Second, and more important, if the U.S. and Israel are so interested in peaceful negotiations, why do they constantly thwart any and every attempt by both Palestinians and the world community to bring the Palestine issue before the United Nations or International Criminal Court, even by the usually obedient Palestinian Authority? It was widely reported that both Ambassador to the United Nations Samantha Power and Secretary of State John Kerry, if not Barack Obama himself, lobbied governments on the UN Security Council to abstain so that the embarrassment of a U.S. veto could be avoided.

Nigerian arms were twisted particularly hard, and it would be truly amazing if the $692 million in U.S. aid to Nigeria were not part of the conversation. Indeed, the Israeli newspaper Haaretz gives Power special credit for having "crafted the president's defense of controversial Israeli policies." So much for the U.S. as honest broker. If Samantha Power had been representing the U.S. in the 1980s, she no doubt would have argued for "constructive engagement" in South Africa.
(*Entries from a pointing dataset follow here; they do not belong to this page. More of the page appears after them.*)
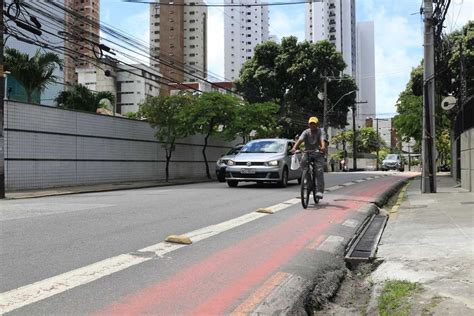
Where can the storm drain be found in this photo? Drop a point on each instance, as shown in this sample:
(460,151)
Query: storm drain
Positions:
(365,244)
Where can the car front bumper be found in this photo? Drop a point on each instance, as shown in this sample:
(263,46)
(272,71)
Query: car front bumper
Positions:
(261,173)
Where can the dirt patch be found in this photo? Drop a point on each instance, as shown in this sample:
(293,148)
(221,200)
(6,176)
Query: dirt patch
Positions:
(353,295)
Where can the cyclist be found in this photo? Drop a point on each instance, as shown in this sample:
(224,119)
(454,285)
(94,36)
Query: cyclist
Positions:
(313,142)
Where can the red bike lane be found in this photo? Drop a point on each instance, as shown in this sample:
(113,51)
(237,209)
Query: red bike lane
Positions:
(220,283)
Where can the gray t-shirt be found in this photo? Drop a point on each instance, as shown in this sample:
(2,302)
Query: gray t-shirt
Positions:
(312,141)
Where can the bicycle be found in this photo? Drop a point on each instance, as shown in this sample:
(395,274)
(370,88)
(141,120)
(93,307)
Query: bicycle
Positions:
(308,181)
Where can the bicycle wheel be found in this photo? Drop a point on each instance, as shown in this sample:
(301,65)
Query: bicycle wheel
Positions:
(305,188)
(313,185)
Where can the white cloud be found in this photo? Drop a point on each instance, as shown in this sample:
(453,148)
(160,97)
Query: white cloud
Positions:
(398,48)
(285,23)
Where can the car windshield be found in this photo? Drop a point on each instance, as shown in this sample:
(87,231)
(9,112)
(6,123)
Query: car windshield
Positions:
(234,151)
(264,146)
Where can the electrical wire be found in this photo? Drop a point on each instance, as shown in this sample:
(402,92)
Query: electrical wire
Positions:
(172,3)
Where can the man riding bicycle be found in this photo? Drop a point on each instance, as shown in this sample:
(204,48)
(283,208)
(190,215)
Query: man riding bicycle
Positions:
(314,149)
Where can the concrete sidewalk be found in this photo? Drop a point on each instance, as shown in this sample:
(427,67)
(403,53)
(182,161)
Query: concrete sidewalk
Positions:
(430,240)
(102,188)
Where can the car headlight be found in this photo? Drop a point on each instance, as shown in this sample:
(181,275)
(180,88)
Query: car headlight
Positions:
(272,163)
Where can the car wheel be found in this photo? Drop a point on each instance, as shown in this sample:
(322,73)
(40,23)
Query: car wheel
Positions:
(232,183)
(284,178)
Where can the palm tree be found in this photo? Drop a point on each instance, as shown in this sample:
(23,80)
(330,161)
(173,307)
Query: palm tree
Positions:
(32,72)
(79,97)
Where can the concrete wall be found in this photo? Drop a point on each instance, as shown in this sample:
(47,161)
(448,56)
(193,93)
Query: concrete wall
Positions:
(467,160)
(49,147)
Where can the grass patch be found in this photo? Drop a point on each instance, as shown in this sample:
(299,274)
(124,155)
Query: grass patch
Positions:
(395,297)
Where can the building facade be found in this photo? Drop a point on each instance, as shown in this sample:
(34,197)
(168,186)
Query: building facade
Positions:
(335,21)
(131,84)
(82,33)
(365,71)
(178,35)
(244,28)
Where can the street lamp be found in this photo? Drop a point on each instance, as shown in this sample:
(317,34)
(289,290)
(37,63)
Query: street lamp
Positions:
(6,94)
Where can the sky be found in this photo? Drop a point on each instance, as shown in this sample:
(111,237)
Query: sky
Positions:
(398,29)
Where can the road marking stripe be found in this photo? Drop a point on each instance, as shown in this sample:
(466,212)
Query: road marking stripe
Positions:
(315,243)
(41,290)
(37,291)
(351,223)
(331,244)
(262,292)
(334,188)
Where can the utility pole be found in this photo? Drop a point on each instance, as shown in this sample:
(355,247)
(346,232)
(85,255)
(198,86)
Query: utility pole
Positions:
(354,143)
(428,180)
(325,110)
(354,136)
(2,106)
(378,138)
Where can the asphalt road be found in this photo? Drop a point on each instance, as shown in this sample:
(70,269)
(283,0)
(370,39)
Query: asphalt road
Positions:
(104,252)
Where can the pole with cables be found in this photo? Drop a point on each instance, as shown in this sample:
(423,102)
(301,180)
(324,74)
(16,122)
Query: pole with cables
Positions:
(2,107)
(428,180)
UNFORTUNATELY, BUT not surprisingly, it has been no easier to get Palestine issues addressed in Minnesota than at the UN or in Washington, D.C. Since 2009, the Minnesota Break the Bonds Campaign (MNBBC) has been advocating for the divestment of the state's millions of dollars in Israel bonds, unrestricted money which is used in the Occupied Territories for a whole range of illegal purposes like building Jewish-only settlements, demolishing Palestinian homes, and construction of infrastructure to allow passage to and from Israel proper for Jewish settlers only.

The Fourth Geneva Convention (Article 49) prohibits all such activities. When Minnesota funds activities that violate an international treaty or convention that has been ratified by Congress, under the U.S. Constitution this constitutes a violation of U.S. law. Because the SBI knows that the money Israel gets from selling its bonds is used for purposes that violate international law, it is financially complicit in those violations.
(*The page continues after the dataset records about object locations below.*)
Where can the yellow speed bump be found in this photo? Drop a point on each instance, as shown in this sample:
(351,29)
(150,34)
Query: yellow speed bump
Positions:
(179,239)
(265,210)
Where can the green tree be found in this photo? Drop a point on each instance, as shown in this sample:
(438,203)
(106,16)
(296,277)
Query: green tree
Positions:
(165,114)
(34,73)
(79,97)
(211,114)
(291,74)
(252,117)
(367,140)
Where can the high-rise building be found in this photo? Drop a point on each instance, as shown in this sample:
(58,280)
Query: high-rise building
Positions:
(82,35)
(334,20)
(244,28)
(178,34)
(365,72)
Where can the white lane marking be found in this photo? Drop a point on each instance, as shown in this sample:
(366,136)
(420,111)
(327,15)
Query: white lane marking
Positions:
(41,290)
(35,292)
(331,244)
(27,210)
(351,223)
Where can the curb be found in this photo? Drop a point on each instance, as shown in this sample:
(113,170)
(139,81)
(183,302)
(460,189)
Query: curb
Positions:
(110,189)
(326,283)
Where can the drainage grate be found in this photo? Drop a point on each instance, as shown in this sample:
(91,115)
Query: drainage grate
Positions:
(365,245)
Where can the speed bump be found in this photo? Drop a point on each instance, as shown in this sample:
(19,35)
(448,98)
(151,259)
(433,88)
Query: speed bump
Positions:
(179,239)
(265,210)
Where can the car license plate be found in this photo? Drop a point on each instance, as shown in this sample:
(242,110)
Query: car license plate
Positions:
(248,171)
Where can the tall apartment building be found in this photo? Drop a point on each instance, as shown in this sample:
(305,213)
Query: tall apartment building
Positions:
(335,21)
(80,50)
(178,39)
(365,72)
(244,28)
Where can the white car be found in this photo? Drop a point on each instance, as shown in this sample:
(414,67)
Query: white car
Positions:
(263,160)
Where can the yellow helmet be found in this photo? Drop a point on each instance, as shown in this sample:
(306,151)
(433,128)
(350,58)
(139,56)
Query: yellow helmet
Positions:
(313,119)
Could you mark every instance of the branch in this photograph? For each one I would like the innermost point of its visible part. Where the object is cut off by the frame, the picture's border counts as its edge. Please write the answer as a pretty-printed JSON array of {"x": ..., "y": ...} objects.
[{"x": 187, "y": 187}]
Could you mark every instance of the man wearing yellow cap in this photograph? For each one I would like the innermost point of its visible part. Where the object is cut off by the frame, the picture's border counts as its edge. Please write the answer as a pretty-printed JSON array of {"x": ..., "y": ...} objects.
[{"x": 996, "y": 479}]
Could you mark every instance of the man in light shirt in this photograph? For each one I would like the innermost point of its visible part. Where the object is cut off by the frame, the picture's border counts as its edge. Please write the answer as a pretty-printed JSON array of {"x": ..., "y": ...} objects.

On these grounds, MNBBC brought a lawsuit against the SBI. As a recipient of a state pension, this author was one of the plaintiffs. In spite of the issues of international treaties and Geneva Conventions referred to above, the state court and appeals court saw fit to dismiss the case on the grounds that, among other reasons, the plaintiffs were merely in "a policy disagreement with the discretionary decisions made by the Legislature and the SBI." In other words, the courts, much like Samantha Power at the UN, saw fit to sweep aside all the issues of this long history and simply embrace the unjust power relations of the status quo.
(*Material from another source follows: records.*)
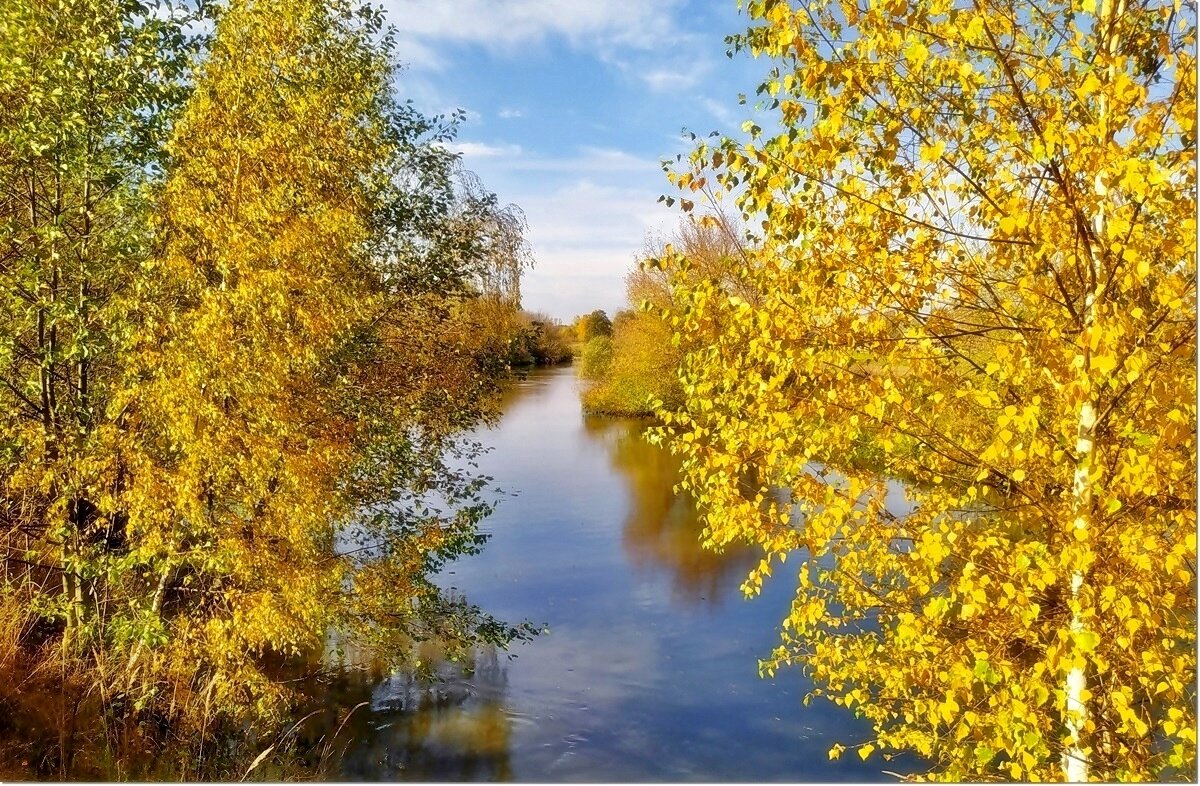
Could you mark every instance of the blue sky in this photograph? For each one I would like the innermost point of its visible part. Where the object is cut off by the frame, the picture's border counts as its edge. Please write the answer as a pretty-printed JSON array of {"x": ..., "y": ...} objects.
[{"x": 571, "y": 106}]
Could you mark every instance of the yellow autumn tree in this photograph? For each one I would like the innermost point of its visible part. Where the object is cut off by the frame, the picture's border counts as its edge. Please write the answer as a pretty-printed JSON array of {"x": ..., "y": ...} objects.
[
  {"x": 977, "y": 277},
  {"x": 237, "y": 358}
]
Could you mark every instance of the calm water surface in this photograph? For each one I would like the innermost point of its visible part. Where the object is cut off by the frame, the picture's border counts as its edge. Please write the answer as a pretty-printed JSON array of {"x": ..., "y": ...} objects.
[{"x": 648, "y": 671}]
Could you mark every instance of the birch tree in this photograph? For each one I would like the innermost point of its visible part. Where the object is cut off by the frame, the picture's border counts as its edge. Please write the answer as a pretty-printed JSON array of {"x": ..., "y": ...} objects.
[{"x": 977, "y": 264}]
It's not that the state hasn't or can't do anything. The SBI has divested from companies in Sudan and Iran based on laws passed in the State legislature. In 1985, acting on its own authority, the SBI established its own divestment policies for companies doing business in South Africa. Thus, both the state and the U.S. government can find reasons to do what they want to do and reasons to avoid doing what they don't want to do.

More than 23 states and many municipalities and organizations own Israel bonds. Those pursuing divestment will surely encounter the same kind of obfuscation and duplicity that we have met here in Minnesota. The solution is a vigorous and visible grassroots campaign connecting the continued colonization and violence in Palestine with the contradiction of owning Israel bonds right in one's own state or community. Jettisoning Israel bonds is a moral and political imperative. Not doing so would be nothing less than a violation of the public trust.

A previous version of this article appeared at MinnPost.